Bacterial arthritis was hematogenously acquired in seventeen patients and in the majority of cases of septic arthritis in osteonecrotic joints (19 cases) there was a primary focus of bone infection at a distance from or contiguous to the hip. The causative organisms identified in our patients were Staphylococcus aureus, beta hemolytic Streptococcus, Hemophilus influenza and enterococcus. The unique susceptibility of sickle cell patients to Salmonella osteomyelitis was first fully appreciated by Hodges and Holt in 1951[31] and has been confirmed by multiple subsequent authors.[32-38] It is postulated that bone infarction, a common sequelae of sickle cell disease, combined with sluggish microcirculation and impaired opsonization causes Salmonella bacteremia to “almost invariably localize to bone”. However the incidence of septic arthritis in sickle cell disease with salmonella is more poorly defined. A review of the reported organisms from all the series show salmonella has not been reported as a pathogen in joint infection in sickle cell disease patients. Our review of recent literature reveals no strong predisposition to a particular pathogen in septic arthritis, although Staphylococcus has been prevalent in some series. Twenty of the patients in our study underwent delayed total hip arthroplasties following repeated aspirations of the joint and intravenous antibiotics. Although it was previously felt that insertion of a total hip prosthesis in the presence of current or previous infection is never warranted,[39-41] recent studies have shown that results of total hip arthroplasty under those circumstances compare favourably[42-44] with cure rates that have been reported for infections treated by resection arthroplasty,[45] with the former group having far better functional results. We also recommend that patients with sickle cell disease who have advanced sequelae of septic arthritis of one hip should have a total hip arthroplasty rather than an arthrodesis or a resection arthroplasty. With an experienced surgical and medical team and multidisciplinary management of these patients undergoing THA after hip infection, our rate of complications was acceptable. However, our data do not indicate complete safety of THA in this patient population and in this situation, but the risk-to benefit ratio appears reasonable.

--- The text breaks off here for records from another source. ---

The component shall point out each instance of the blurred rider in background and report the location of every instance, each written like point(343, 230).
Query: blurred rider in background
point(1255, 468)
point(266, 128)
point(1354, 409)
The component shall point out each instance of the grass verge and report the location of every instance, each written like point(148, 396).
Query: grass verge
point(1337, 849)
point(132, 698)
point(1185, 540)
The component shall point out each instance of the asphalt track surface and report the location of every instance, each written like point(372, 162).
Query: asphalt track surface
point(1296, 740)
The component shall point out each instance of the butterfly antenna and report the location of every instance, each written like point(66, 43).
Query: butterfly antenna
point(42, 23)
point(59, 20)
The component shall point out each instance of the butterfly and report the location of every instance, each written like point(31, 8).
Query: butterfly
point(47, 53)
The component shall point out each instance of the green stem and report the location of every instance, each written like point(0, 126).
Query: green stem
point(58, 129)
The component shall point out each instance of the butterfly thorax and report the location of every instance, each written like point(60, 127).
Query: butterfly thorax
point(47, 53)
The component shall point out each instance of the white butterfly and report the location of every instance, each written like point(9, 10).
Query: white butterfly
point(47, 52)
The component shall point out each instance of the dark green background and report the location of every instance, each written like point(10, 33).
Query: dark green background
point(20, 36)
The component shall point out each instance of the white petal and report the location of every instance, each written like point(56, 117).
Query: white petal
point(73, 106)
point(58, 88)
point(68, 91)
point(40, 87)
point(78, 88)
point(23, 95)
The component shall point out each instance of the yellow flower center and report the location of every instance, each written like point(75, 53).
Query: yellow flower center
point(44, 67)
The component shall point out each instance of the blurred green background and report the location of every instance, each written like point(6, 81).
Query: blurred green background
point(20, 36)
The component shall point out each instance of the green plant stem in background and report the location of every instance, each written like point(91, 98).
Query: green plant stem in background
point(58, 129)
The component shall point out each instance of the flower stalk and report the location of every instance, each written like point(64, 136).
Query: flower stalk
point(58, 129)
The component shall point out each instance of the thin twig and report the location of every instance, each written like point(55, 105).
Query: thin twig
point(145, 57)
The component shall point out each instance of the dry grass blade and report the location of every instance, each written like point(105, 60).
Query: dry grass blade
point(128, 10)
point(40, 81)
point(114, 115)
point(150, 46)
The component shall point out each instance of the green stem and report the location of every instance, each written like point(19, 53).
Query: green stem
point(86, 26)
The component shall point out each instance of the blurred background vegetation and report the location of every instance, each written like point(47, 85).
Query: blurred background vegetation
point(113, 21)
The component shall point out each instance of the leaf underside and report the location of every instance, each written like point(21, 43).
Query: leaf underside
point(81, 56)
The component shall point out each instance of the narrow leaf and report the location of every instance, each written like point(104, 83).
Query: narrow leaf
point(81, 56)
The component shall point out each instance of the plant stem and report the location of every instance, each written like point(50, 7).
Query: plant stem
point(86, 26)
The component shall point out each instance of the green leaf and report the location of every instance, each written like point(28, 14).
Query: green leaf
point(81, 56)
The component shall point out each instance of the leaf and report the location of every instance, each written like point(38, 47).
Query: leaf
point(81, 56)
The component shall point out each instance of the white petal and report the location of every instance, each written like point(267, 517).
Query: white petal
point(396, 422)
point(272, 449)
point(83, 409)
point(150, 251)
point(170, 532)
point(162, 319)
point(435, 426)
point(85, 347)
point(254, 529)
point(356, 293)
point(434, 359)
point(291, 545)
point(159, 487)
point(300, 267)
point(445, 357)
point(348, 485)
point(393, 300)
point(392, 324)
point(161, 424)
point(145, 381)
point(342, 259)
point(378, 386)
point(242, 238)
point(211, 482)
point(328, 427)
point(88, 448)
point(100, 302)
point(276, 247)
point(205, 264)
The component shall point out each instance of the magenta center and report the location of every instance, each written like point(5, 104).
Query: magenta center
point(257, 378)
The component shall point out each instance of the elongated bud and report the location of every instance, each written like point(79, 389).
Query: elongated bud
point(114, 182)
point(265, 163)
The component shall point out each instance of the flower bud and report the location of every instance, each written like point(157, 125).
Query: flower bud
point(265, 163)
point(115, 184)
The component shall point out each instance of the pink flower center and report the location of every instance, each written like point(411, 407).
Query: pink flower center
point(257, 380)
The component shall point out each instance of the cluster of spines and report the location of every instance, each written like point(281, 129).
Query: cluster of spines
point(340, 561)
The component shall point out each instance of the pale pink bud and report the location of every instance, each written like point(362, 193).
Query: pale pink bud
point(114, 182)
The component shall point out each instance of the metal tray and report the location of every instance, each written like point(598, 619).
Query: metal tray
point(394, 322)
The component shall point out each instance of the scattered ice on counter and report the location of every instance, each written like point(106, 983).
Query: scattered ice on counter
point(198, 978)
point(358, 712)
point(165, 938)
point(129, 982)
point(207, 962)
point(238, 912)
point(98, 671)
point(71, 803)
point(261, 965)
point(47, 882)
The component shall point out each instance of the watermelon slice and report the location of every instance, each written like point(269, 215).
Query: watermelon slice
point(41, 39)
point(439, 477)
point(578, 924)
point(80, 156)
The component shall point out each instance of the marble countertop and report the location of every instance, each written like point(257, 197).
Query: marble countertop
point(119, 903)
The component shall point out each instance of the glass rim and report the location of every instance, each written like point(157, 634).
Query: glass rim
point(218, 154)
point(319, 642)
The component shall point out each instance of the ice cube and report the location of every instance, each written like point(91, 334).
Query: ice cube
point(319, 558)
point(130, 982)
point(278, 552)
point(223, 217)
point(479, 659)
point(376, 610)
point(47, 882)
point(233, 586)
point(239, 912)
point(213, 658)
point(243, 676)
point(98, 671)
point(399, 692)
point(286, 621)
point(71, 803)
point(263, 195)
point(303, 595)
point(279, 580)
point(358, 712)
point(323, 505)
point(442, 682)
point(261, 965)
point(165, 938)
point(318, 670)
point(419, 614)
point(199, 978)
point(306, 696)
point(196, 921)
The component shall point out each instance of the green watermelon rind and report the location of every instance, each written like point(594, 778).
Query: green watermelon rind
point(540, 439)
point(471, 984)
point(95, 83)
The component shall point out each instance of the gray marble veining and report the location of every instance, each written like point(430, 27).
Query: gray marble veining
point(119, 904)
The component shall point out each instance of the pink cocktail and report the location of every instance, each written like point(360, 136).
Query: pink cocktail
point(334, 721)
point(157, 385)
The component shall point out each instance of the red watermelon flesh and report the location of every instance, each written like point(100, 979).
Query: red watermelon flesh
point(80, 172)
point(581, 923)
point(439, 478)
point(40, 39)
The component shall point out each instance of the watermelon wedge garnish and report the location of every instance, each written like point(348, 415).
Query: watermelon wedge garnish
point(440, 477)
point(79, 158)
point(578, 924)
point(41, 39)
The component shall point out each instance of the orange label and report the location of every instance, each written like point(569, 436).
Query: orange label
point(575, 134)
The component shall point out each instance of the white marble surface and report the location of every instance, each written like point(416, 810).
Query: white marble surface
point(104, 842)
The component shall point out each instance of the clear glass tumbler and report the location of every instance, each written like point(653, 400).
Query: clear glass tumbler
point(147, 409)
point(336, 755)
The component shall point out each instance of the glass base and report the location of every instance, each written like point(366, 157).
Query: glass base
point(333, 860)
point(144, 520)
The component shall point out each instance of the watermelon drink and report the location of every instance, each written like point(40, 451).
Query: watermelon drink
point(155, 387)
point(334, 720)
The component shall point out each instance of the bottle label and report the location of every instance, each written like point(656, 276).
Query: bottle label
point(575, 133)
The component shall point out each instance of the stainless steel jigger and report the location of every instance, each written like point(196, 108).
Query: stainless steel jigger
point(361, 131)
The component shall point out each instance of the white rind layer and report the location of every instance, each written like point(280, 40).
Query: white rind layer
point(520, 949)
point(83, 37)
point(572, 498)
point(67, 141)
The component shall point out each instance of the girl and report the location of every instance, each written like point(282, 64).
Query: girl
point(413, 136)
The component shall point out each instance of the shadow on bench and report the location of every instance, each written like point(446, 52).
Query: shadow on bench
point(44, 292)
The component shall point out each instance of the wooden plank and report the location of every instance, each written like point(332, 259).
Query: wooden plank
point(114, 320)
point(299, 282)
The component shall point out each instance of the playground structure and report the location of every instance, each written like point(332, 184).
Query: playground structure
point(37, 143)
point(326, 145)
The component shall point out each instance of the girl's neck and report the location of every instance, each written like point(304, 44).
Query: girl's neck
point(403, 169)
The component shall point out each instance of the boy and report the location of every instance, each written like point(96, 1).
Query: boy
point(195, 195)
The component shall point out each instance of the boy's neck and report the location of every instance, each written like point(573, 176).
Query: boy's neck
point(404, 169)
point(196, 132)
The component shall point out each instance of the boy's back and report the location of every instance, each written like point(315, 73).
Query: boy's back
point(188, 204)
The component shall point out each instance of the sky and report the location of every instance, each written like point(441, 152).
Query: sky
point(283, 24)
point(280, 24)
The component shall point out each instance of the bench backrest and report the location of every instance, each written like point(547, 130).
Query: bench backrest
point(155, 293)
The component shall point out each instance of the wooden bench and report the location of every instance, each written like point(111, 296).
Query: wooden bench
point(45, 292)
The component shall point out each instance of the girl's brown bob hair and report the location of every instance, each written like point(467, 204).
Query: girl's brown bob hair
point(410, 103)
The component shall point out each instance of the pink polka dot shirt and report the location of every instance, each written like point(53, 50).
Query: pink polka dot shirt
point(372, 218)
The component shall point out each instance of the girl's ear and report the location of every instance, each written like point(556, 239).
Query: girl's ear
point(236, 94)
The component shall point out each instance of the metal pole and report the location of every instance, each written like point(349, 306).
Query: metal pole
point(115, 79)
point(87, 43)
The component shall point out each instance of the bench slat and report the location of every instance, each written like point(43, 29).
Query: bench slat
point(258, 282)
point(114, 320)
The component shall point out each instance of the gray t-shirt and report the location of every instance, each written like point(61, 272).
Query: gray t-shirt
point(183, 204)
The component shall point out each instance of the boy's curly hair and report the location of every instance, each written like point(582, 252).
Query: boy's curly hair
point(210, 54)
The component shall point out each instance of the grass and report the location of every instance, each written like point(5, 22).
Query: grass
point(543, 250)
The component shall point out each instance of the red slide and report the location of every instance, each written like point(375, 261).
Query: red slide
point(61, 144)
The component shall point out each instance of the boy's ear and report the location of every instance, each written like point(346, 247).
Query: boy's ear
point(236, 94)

We feel that our cases emphasize the importance of osteonecrosis as a risk factor in the development of septic arthritis as in rheumatoid disease.[46] This is particularly important in those patients with osteonecrosis who are being considered for total hip arthroplasty. As in children,[47] infection should be suspected in any patient with osteonecrosis who is admitted with an acute exacerbation of an existing hip problem or evidence of a septicemia. Patients with such characteristics at the time of admission should be carefully evaluated for evidence of joint sepsis, and should have a diagnostic joint aspiration before total hip arthroplasty.